Craig Oates, now a master's candidate at UD, won the undergraduate poster category for work he did at the University of North Carolina Chapel Hill, “Effect of Augmented Feedback on Co-Activation Ratio and Knee Valgus in Individuals with Medial Knee Displacement.”

In addition, graduate students Alan Needle and Matt Hinsey were finalists in the competition. All four of the students are advised by Buz Swanik, associate professor in UD's Department of Kinesiology and Applied Physiology.

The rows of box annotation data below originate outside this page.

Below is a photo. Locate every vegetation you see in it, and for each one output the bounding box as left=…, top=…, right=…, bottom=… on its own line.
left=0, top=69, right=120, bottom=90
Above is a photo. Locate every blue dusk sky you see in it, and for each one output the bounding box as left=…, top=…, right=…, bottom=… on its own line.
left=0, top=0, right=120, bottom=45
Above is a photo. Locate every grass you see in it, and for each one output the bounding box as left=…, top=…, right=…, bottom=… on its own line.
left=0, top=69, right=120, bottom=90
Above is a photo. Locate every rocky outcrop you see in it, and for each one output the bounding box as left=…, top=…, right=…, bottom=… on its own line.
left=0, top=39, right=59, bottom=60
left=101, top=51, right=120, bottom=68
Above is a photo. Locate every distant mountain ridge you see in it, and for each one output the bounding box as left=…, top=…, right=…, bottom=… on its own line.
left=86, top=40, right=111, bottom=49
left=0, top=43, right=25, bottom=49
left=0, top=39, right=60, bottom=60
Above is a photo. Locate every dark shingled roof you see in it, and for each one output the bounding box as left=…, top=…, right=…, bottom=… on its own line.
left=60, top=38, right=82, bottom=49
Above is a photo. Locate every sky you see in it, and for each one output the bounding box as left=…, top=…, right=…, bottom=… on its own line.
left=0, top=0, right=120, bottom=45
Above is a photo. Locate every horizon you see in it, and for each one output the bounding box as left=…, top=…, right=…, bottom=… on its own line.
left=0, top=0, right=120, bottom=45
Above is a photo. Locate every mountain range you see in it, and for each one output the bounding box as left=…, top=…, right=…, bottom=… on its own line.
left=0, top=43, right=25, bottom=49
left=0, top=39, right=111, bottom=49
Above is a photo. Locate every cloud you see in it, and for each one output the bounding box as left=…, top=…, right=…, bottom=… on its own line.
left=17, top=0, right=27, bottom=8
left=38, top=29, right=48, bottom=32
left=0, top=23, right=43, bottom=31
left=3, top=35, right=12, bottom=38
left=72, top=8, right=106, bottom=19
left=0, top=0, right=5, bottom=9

The awards were made through the NATA Foundation's Free Communications Program, which provides a forum for researchers and clinicians to disseminate research and clinical case studies. Abstracts selected by the Free Communications Committee are published in the Supplement to the Journal of Athletic Training and were presented at the NATA Annual Meeting and Clinical Symposia, held this June in Philadelphia, PA.

For 2010, the program received a total of 417 submissions, of which 258 were accepted. Five awards were given -- one each for oral presentations at the master's and doctoral levels and for posters at the undergraduate, master's and doctoral levels.

Kim served as the athletic trainer for the Blue Hens tennis team during the spring 2010 season, and Oates is the athletic trainer for the field hockey and baseball teams.

Oates also recently received a 2010 Master's Scholarship from the NATA Foundation.